Snippets of code and fun.
I have always had a problem doing performance testing (aka load testing). I am quite adept at recording web tests and collecting counters, but I still find it troublesome interpreting the counters that I gather from load tests. The problem is that I need a plan that will produce relevant results with which I can conclude with confidence: "This system is a juggernaught! It can withstand more hits than Google.com." If you are like me and you have trouble planning your load tests, then maybe this post will help you. The following post describes how I like to run my own plan and what conclusions I can make with this plan.
Special thanks goes out to Jeff Dunmall, our co-CEO, whose article "Real-World Load Testing Tips to Avoid Bottlenecks When Your Web App Goes Live" got me to write something more about load testing here, and Randar Puust who uses this plan (and thus now I use it too).
There are a number of facets to load testing:
- setting up a load testing rig and setting up your environment in Visual Studio
- recording the web tests
- planning the load tests
- collecting performance counters and figuring out what the recorded result mean
Unless you have a plan, planning the load tests and reading the results will be meaningless. A performance test plan will keep you on track throughout the last two phases mentioned above. The results from a test plan will allow you to determine:
- maximum number of users that can hit the site before it becomes unresponsive
- can the system recover from overload
- are there memory leaks in the code
A performance test plan consists of four types of tests that need to be run in the following order:
1. Performance Tests
2. Load Tests
3. Stress Tests
4. Endurance Tests
These are the benchmark tests. By this point you should have recorded web tests which cover the most-used parts of your web application. Now, you will create a load test that gathers and runs all of the web tests that you have recorded. Run the load test with settings similar to these:
- load: low end of the expected number of users for the system. I like to start with 5 or 10.
- time: 10 minutes
- think time: 5 seconds
- warmup: 30 seconds to 1 minute is more than enough
A load test like this should not stress the web server, it should be low-impact. The goal of this test is for it to be run later on in this plan and be used to compare against (i.e. a benchmark). Collect and save the result counters from the web server and from the client. Web Server counters to collect are: "CPU %", "Used Memory". Client counters to collect are: "Respose time per page", "Number of Requests per second". Other counters you might like to save are "pages that take the longest time to load", "number of errors", "network usage" - these are useful for neat reports that you might want to compile.

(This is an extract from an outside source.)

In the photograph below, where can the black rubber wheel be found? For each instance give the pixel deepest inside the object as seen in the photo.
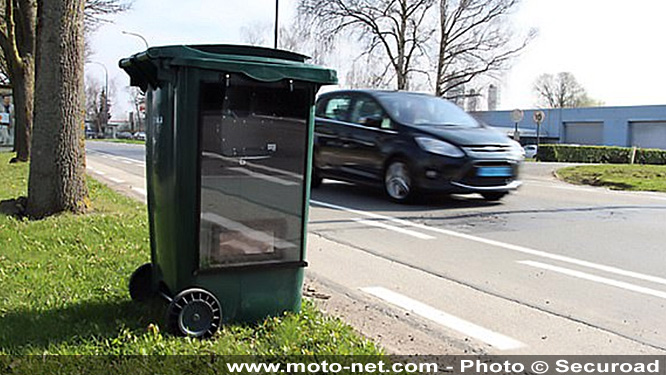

The load tests are going to stress the web application and try and find its breaking point. The goal of these test will be to find the lucky number X. This number is the number of users that are concurrently hitting the system and that cause the system to be unresponsive or response times to be unacceptable. For this part of the plan you will need to run a number of load tests. In each case, increase the number of users and collect the counters:
- load: 10 users, 15 users, 20 users, 50 users.... until the response times get too large, or server CPU % gets dangerously high.
- time, think time, warmup: same as for the performance test. Basically we are running the performance test from step 1but with more and more users.
By the end of this step you will know what is the maximum number of users that can hit the system.
Stress tests check that the web application can recover from errors induced by overload.
- load: X + 20% (where X is the magic number from step 2 which causes the system to be unstable)
- time: 1 minute
After this test is run the system should become unresponsive. If it is not unresponsive, then increase the 20%. One way to check if it is unresponsive is to check that response times are suddenly exponentially far worse than the results in step 2 and CPU % usage on the server is close to 100%.
Immediately after this test runs run the performance test from step 1. If the performance test runs fine and the results are comparable to the test that was run at step 1, then your system passes! It can safely recover from overload issues.
The endurance tests are unrelated to the other 3 tests. These tests are run over a long period of time, which causes many users to hit the site. If there are memory leaks, then over the course of this endurance test the free memory on the web server should decrease dramatically.
- load: X - 20% (where X is the magic number from step 2 which causes the system to be unstable). We'll use -(minus) 20% because we don't want to overload the system
- time: 12 hours
Remember to record the "Free" or "Used Memory" on the web server. The goal at the end of this step is to make sure that the memory usage on the web server has not decreased dramatically and thus there are no memory leaks in your code. If that is the case with your results then tip of the hat to you!
At the end of these four types of tests you should have a better idea of where your system stands in terms of load that it can handle. You will know:
- what is the maximum number of users it can handle before performance is unacceptable
- can it recover after an overload
- are there any memory leaks